Una sera, dopo che i bambini furono a letto, rimase un attimo nel corridoio:

— Katia, hai un minuto?

Lei annuì cauta.

— Ho comprato dei biglietti per il teatro, disse tendendole una busta. — Per il tuo spettacolo preferito. Ti va di andarci? Solo… come amici.

Katia prese la busta, incerta. Amici? Non erano mai stati solo amici. Erano stati amanti, poi marito e moglie, genitori. Ma amici?

— Non lo so, mormorò.

— Per favore, insisté Artyom con voce supplichevole.

Lei guardò i biglietti. Sì, era il suo spettacolo preferito. Se ne ricordava.

— Va bene, disse infine. — Sabato. Mia madre terrà i bambini.

Quel sabato sera Artyom venne a prenderla. Come a un primo appuntamento, pensò Katia con un sorriso amaro mentre sceglieva il vestito. Ma era un appuntamento con suo marito, quello che aveva infranto la sua fiducia.

Al teatro sedevano uno accanto all’altra, senza sfiorarsi. Un tempo Artyom le teneva la mano durante lo spettacolo. Ora c’era una barriera invisibile tra loro.

Dopo lo spettacolo si fermarono in un caffè. Parlarono dei bambini, del lavoro, dello spettacolo — di tutto, tranne che della loro relazione.

— Rimpiangi la nostra vita di un tempo? chiese all’improvviso Katia guardandolo negli occhi.

Artyom sobbalzò:

— Molto. Ogni istante.

— Rimpiangi me? O rimpiangi il comfort e i bambini?

— Rimpiango tutto, rispose onestamente. — Il tuo sorriso al mattino, le nostre chiacchiere prima di dormire, la tua capacità di capirmi senza parole.

Katia distolse lo sguardo:

— Non sono sicura che possiamo ritrovare ciò che c’era.

— E dovremmo? chiese dolcemente. — Forse dovremmo creare qualcosa di nuovo.

Qualcosa di nuovo. Un’idea che non le era mai venuta in mente. Pensava sempre che ci fossero solo due opzioni: ritrovare la vita di prima, o separarsi definitivamente.

— Non lo so, ripeté Katia.

— Sono in colpa, disse lui guardandola negli occhi. — E farò di tutto per rimediare. Ma non posso vivere senza di te e senza i bambini. Siete la mia vita.

Parole belle, pensò Katia. Ma sarebbero bastate?

Passò un mese. Artyom veniva tutti i giorni. Aiutava con i bambini, si occupava delle faccende domestiche e a volte restava a cena. Ripresero a parlare — prima di banalità, poi di cose più profonde.

Una sera, dopo che i bambini erano addormentati, Katia disse:

— Sai, ho riflettuto molto su di noi.

— E dove sei arrivata? chiese Artyom con cautela.

— Non ancora del tutto, rispose lei girando la tazza tra le mani e riflettendo. — Ma ho capito una cosa essenziale. Non voglio più essere la vittima.

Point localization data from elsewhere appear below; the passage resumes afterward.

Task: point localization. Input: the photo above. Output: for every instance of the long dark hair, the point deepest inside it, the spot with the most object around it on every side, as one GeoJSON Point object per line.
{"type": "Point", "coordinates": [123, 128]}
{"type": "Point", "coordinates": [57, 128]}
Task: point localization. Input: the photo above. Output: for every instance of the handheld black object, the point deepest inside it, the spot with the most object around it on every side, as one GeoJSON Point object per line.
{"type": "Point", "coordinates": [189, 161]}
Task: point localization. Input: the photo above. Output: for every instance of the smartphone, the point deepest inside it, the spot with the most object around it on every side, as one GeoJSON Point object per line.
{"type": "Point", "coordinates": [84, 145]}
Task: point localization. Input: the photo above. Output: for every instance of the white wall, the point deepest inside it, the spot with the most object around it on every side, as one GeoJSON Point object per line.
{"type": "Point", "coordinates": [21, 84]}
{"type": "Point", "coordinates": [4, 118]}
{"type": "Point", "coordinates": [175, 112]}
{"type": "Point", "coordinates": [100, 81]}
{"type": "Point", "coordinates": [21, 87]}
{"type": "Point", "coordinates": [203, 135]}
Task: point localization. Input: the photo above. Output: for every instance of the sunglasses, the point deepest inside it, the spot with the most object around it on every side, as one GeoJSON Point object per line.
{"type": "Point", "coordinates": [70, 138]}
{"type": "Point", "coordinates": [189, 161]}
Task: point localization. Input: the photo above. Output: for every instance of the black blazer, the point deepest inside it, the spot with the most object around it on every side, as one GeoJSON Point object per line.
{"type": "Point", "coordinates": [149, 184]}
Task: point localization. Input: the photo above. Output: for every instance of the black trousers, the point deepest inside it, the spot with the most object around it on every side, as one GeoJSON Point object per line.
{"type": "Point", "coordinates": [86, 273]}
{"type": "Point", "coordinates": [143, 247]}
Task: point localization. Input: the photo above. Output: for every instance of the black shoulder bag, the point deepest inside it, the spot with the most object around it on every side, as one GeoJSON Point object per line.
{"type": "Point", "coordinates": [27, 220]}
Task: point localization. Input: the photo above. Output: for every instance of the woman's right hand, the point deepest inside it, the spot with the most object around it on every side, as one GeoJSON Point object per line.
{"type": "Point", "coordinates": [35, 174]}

Non voglio passare la vita a ricordare ciò che è successo.

Artyom la ascoltava in silenzio.

— Se decidiamo di restare insieme, sarà un nuovo inizio, senza vecchi rancori, continuò Katia.

— Sei pronta… a perdonarmi? chiese lui con prudenza.

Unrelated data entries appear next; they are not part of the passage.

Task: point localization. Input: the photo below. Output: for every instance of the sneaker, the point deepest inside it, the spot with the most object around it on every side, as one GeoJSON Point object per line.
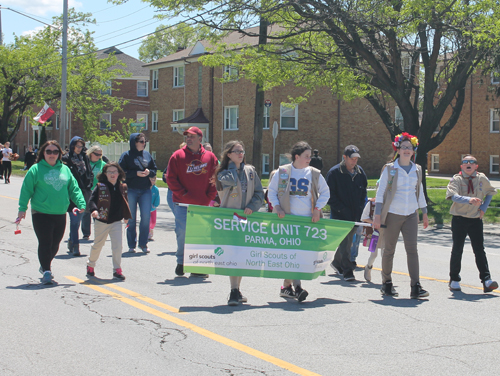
{"type": "Point", "coordinates": [287, 292]}
{"type": "Point", "coordinates": [47, 277]}
{"type": "Point", "coordinates": [300, 293]}
{"type": "Point", "coordinates": [388, 289]}
{"type": "Point", "coordinates": [454, 286]}
{"type": "Point", "coordinates": [118, 274]}
{"type": "Point", "coordinates": [233, 298]}
{"type": "Point", "coordinates": [418, 292]}
{"type": "Point", "coordinates": [90, 271]}
{"type": "Point", "coordinates": [179, 269]}
{"type": "Point", "coordinates": [489, 285]}
{"type": "Point", "coordinates": [368, 273]}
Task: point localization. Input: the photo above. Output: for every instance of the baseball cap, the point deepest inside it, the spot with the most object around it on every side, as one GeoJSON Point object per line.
{"type": "Point", "coordinates": [352, 151]}
{"type": "Point", "coordinates": [193, 130]}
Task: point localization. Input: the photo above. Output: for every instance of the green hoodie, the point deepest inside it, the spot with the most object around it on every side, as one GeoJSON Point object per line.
{"type": "Point", "coordinates": [50, 188]}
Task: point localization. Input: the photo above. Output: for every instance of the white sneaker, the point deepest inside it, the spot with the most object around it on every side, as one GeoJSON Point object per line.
{"type": "Point", "coordinates": [455, 286]}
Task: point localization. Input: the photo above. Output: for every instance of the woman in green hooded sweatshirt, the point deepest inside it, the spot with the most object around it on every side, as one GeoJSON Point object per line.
{"type": "Point", "coordinates": [49, 185]}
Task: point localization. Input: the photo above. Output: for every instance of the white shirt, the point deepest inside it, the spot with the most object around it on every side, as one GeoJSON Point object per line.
{"type": "Point", "coordinates": [300, 191]}
{"type": "Point", "coordinates": [405, 198]}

— Non so se si possa chiamare perdono. Più che altro un’accettazione. Ciò che è accaduto fa parte della nostra storia. Sta a noi decidere come andare avanti. Ci vorrà un lungo percorso.

— Capisco, assentì Artyom. — Aspetterò pazientemente.

Un altro mese dopo, Katia propose ad Artyom di tornare a vivere in casa. Per ora lui dormiva nella stanza degli ospiti, ma era un passo. Un piccolo passo verso un futuro incerto.

I bambini erano felici. Soprattutto Bella, che non capiva la complessità della situazione. Arseni era più riservato, osservava attentamente i genitori.

Una sera, mentre preparavano la cena insieme, Artyom le sfiorò per caso la spalla e Katia non si ritirò. Fu l’inizio di qualcosa di nuovo. Non il ritorno alla vecchia relazione, ma qualcosa di diverso. Da costruire ancora.

— Ti amo, disse lui guardandola negli occhi. — Ti ho sempre amata, anche quando ho commesso l’errore più grande della mia vita.

— Lo so, mormorò Katia. — E anch’io… ti amo. Nonostante tutto.